Il fenomeno dell’antisemitismo favorevole alla politica israeliana non è affatto nuovo. C’è per esempio da parte dei fondamentalisti cristiani degli Stati Uniti. Sono fortemente filoisraeliani per la politica che ora conduce Israele, al tempo stesso sono risolutamente antigiudaici. In Italia la situazione è molto simile. Nel senso che da un lato c’è lo schieramento antiislamico che sostiene Israele; dall’altro c’è un antisemitismo che serve in particolare a Berlusconi per sostituire l’appoggio della componente di Fini con uno sbilanciamento verso elementi come Storace o posizioni filonaziste. Da un lato c’è un calcolo cinico di quali voti arraffare e dall’altro cercare di compensare questo fatto con forti dichiarazioni a favore del governo israeliano.
Prima abbiamo accennato all’atteggiamento del premier israeliano nei confronti dei negoziato rilanciato da Obama. Non le sembra che Netanyahu abbia detto di sì con la consapevolezza sia in realtà di farlo naufragare prima di cominciare? Oppure c’è qualche spiraglio?

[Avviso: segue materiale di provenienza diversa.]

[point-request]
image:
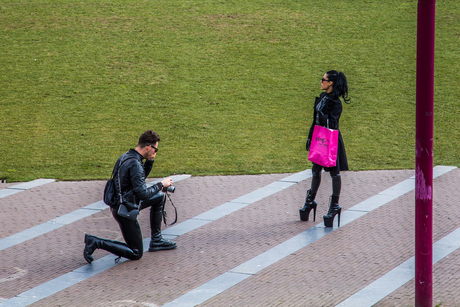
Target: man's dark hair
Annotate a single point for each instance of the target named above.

Attualmente vedo pochi spiragli e gli Stati Uniti dovrebbero avere il coraggio di essere più determinati. Naturalmente ci sono sempre delle congiunture politiche che spiegano questo nel particolare. Per esempio il fatto che Obama debba garantirsi l’appoggio degli ebrei americani che sostengono la politica di Netanyahu fa sì che non riesca a fare pressione in contraddizione con le sue dichiarazioni. E dall’altra parte il premier israeliano potrebbe avere anche delle maggiori intenzioni riguardo la trattativa ma subisce delle pressioni pesantissime a cui cede però molto volentieri visto che ha un Libermann come ministro degli Esteri. Tutti fanno un gioco di grandi dichiarazioni dopo di che la risultante della politica dei governi israeliani porta all’esaurimento materiale della possibilità di un’autonomia palestinese sul territorio palestinese. Non si vede a questo punto quale sia il risultato vero se non quello di una situazione di apartheid. Per uscire, o tentare di uscire da questo scenario, “JCall” cerca di costituire una pressione di un punto di vista molto ebraico, cioè di gente che si sente implicata, per cercare di influire sull’opinione degli israeliani stessi. Deve essere insomma iidotto l’appoggio incondizionato che finora c’è stato nei confronti dei vari governi israeliani e devono essere incoraggiate le componenti ora troppo deboli che cercano di cambiare la direzione, per il futuro di Israele e della sua democrazia.